[pypy-commit] pypy backend-vector-ops: Shave a giant yak adding a flavor to malloc, so C level calls posix_memalign

fijal noreply at buildbot.pypy.org
Fri Feb 17 18:07:23 CET 2012


Author: Maciej Fijalkowski <fijall at gmail.com>
Branch: backend-vector-ops
Changeset: r52591:de1abef70971
Date: 2012-02-17 19:06 +0200
http://bitbucket.org/pypy/pypy/changeset/de1abef70971/

Log:	Shave a giant yak adding a flavor to malloc, so C level calls
	posix_memalign

diff --git a/pypy/rpython/lltypesystem/lloperation.py b/pypy/rpython/lltypesystem/lloperation.py
--- a/pypy/rpython/lltypesystem/lloperation.py
+++ b/pypy/rpython/lltypesystem/lloperation.py
@@ -391,6 +391,7 @@
     'boehm_register_finalizer': LLOp(),
     'boehm_disappearing_link': LLOp(),
     'raw_malloc':           LLOp(),
+    'raw_malloc_align':     LLOp(),
     'raw_malloc_usage':     LLOp(sideeffects=False),
     'raw_free':             LLOp(),
     'raw_memclear':         LLOp(),
diff --git a/pypy/rpython/memory/gctransform/transform.py b/pypy/rpython/memory/gctransform/transform.py
--- a/pypy/rpython/memory/gctransform/transform.py
+++ b/pypy/rpython/memory/gctransform/transform.py
@@ -483,6 +483,15 @@
         return result
     mh.ll_malloc_varsize_no_length_zero = _ll_malloc_varsize_no_length_zero
 
+    def _ll_malloc_varsize_zero_align(length, size, itemsize, align):
+        tot_size = _ll_compute_size(length, size, itemsize)

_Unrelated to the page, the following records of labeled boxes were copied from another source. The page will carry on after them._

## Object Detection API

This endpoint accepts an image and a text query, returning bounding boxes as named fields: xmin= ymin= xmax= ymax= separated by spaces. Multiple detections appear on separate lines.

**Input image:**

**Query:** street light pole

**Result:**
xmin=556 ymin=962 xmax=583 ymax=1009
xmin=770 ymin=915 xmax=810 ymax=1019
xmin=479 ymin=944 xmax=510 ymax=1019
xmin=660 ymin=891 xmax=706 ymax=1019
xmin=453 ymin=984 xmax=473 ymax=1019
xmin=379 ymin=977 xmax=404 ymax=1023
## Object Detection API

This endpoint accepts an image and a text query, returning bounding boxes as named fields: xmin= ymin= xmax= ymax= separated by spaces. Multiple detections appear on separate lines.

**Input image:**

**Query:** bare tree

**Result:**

+        result = llop.raw_malloc_align(llmemory.Address, tot_size, align)
+        if not result:
+            raise MemoryError()
+        llmemory.raw_memclear(result, tot_size)
+        return result
+    mh.ll_malloc_varsize_zero_align = _ll_malloc_varsize_zero_align
+
     return mh
 
 class GCTransformer(BaseGCTransformer):
@@ -496,6 +505,7 @@
         ll_raw_malloc_varsize_no_length = mh.ll_malloc_varsize_no_length
         ll_raw_malloc_varsize = mh.ll_malloc_varsize
         ll_raw_malloc_varsize_no_length_zero  = mh.ll_malloc_varsize_no_length_zero
+        ll_raw_malloc_varsize_zero_align = mh.ll_malloc_varsize_zero_align
 
         stack_mh = mallocHelpers()
         stack_mh.allocate = lambda size: llop.stack_malloc(llmemory.Address, size)
@@ -513,6 +523,9 @@
 
             self.stack_malloc_fixedsize_ptr = self.inittime_helper(
                 ll_stack_malloc_fixedsize, [lltype.Signed], llmemory.Address)

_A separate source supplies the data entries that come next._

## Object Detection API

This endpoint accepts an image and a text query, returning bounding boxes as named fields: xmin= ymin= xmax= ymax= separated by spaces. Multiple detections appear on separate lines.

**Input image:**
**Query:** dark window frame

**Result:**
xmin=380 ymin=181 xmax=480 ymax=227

+            self.raw_malloc_varsize_align_zero_ptr = self.inittime_helper(
+                ll_raw_malloc_varsize_zero_align, [lltype.Signed] * 4,
+                llmemory.Address)
 
     def gct_malloc(self, hop, add_flags=None):
         TYPE = hop.spaceop.result.concretetype.TO
@@ -601,16 +614,28 @@
                           [self.raw_malloc_memory_pressure_varsize_ptr,
                            v_length, c_item_size])
         if c_offset_to_length is None:
-            if flags.get('zero'):
-                fnptr = self.raw_malloc_varsize_no_length_zero_ptr
+            mpa = flags.get('memory_position_alignment')

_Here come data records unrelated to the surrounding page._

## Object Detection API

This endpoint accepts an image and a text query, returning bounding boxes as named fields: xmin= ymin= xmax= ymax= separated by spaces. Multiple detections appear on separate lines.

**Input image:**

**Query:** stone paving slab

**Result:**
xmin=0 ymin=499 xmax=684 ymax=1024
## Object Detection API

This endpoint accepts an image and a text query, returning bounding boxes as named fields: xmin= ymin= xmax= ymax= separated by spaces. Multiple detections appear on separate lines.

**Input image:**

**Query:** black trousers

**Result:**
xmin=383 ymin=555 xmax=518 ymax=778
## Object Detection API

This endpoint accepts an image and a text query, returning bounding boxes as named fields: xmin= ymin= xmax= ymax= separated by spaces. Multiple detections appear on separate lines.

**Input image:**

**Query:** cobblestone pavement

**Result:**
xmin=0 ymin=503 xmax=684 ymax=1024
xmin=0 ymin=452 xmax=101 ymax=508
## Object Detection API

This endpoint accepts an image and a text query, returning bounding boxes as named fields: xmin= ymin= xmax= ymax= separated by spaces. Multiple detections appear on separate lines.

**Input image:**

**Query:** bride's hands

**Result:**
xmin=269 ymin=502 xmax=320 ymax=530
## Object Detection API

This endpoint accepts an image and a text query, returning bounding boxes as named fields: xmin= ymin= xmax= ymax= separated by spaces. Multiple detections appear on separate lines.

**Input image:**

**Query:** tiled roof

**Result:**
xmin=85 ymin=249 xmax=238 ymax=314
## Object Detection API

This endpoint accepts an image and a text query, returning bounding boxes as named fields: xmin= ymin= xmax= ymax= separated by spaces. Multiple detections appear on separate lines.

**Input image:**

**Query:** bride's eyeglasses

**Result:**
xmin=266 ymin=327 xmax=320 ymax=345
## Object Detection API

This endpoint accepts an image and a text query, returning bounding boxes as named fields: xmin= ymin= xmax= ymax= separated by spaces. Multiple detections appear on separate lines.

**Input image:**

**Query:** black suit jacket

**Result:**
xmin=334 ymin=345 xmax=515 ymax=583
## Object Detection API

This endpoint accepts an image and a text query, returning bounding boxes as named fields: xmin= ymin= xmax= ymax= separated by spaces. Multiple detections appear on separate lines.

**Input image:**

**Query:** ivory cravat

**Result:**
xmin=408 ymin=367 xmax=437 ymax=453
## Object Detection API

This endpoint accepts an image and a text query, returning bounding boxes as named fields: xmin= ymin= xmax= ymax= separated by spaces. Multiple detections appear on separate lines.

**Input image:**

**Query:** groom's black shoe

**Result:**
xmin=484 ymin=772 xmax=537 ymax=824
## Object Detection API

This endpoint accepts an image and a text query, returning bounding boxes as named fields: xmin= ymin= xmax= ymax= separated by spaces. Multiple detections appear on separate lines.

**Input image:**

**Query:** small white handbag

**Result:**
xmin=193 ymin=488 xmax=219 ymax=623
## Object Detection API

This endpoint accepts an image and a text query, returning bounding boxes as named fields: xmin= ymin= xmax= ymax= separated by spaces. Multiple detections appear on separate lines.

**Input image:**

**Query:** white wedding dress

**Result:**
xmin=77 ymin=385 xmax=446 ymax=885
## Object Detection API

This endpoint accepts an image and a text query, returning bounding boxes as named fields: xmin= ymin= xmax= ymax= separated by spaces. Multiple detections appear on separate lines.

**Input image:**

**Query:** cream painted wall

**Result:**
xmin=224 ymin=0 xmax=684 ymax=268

+            if mpa is not None:
+                assert flags.get('zero')
+                fnptr = self.raw_malloc_varsize_align_zero_ptr
+                c_align = rmodel.inputconst(lltype.Signed, mpa)
+                v_raw = hop.genop("direct_call", [fnptr, v_length, c_const_size,
+                                                  c_item_size, c_align],
+                                  resulttype=llmemory.Address)
             else:
-                fnptr = self.raw_malloc_varsize_no_length_ptr
-            v_raw = hop.genop("direct_call",
-                               [fnptr, v_length, c_const_size, c_item_size],
-                               resulttype=llmemory.Address)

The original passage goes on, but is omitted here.